Smith Tuesday also said:
*Monroe, the team's starting left tackle since 2009, "didn't perform well against Atlanta, not the standard that he would expect and we would expect from a starter, but I think he knows that. Where he has struggled is where he's gotten away from technique or proper footwork. He certainly has the skill set to play there and play at a high level, but he has to show in his third year a level of consistency where he's someone we can count on. There are a lot of cases where your left tackle is one-on-one with the best pass-rusher the opposing team has. He has to be someone we can trust to block that guy on a week-to-week basis."
*While Mike Thomas is the "most established wide receiver," the Jaguars in the final two preseason games "need somebody else to emerge into the other receiver spots." Jason Hill has started two games with five receptions for 56 yards and rookie Cecil Shorts caught five passes for 52 yards against Atlanta Friday. Third-year veteran Jarett Dillard has two receptions for 21 yards and Tiquan Underwood has two receptions for 18 yards. Veteran Kassim Osgood has one reception for 13 yards. Rookies Armon Binns, Jamar Newsome and Dontrelle Inman also have shown flashes in preseason and training camp. Of Shorts, Smith said, "He does things as naturally or more natural than all of them."
*He is impressed overall with the draft class. "Will Rackley has fit from Day One," he said. "Blaine Gabbert fits as well, it's just more difficult for a quarterback to come into the NFL as a rookie and play. The second-most difficult position is offensive line. Next to quarterback, the offensive line has the most technique and footwork that needs to be taught. Plus, there are the rigors of that position. Physically, you have to be ready to play – not just mentally." Smith said Shorts has done good things at the position, and that safety Chris Prosinski showed good things before a hamstring injury kept him out two weeks. He also said cornerback Rod Issac has improved dramatically in the last week. "The mind triggers the muscle, so until a rookie can learn their assignments, they're not going to play as fast, as physical or as smart," Smith said of the class. "I'm proud of this group in the fact that they got their playbooks – with the exception of Blaine – when they reported for training camp and they have done a good job of learning their responsibilities. Not that they have everything down yet, but for how much they had to process, coming in such a short window, they have handled it well."
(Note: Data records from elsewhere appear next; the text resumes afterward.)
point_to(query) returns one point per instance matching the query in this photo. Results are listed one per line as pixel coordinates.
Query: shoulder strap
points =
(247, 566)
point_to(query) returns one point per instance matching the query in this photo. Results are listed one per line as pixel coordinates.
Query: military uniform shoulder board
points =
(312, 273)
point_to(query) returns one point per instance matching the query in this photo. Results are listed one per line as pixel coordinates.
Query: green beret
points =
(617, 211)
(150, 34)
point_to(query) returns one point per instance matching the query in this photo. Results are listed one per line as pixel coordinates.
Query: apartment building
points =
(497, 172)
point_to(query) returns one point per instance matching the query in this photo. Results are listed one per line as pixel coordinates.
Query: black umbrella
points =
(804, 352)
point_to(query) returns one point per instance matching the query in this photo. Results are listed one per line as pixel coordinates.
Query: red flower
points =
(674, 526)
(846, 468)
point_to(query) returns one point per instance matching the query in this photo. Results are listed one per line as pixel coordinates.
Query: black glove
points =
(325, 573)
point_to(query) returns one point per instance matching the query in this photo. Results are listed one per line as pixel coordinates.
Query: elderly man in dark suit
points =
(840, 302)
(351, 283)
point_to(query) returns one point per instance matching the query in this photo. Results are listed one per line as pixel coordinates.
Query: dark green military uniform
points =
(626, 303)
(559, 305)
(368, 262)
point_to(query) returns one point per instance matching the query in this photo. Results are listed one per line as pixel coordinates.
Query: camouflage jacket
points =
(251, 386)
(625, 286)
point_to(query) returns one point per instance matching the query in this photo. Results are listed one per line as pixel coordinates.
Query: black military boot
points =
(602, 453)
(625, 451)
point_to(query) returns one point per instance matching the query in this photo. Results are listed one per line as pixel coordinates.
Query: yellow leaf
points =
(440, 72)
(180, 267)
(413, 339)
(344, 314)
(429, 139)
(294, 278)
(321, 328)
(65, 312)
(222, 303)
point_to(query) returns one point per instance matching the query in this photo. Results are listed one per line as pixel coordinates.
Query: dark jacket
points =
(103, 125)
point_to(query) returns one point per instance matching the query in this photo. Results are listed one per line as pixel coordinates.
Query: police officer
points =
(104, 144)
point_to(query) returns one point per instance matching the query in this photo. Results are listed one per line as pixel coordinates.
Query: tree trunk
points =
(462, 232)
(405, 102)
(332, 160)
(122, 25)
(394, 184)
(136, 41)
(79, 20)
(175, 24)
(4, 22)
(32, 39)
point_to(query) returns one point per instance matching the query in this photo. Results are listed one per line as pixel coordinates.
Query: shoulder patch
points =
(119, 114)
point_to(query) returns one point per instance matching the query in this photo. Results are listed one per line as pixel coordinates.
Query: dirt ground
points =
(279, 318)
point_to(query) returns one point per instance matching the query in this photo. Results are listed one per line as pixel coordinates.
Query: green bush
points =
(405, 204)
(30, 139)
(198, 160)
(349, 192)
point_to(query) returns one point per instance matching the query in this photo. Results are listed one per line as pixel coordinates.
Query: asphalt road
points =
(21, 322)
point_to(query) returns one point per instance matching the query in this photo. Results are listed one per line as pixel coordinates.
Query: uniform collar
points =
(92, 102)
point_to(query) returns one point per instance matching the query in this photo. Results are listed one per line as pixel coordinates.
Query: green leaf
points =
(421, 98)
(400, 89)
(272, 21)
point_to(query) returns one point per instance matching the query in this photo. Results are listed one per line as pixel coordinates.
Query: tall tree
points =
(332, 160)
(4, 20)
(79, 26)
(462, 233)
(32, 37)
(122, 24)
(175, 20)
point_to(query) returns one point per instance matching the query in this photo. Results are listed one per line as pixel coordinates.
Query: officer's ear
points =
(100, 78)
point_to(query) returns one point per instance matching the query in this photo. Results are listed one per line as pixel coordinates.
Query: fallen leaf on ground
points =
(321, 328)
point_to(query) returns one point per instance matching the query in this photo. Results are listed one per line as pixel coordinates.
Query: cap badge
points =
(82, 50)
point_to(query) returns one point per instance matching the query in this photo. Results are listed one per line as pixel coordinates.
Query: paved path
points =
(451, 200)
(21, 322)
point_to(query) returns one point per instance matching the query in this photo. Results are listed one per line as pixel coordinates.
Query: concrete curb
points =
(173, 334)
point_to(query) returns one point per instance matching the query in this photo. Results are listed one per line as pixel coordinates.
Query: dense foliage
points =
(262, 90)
*Defensive ends Jeremy Mincey and Austen Lane developed well in the off-season, and should play key roles. "It takes guys on your own team emerging from one year to the next, so I feel like that has happened," he said.
*The linebacking trio of Clint Session, Paul Posluszny and Daryl Smith has a chance to be among the NFL's best. "I'd like to think our linebacking group, when we get all three guys healthy and together, will be one of the best groups in the league," Smith said. "You have some players with tremendous start history who have been productive players throughout their careers. To have three guys who are able to play to their strengths within our scheme is really going to help our defense."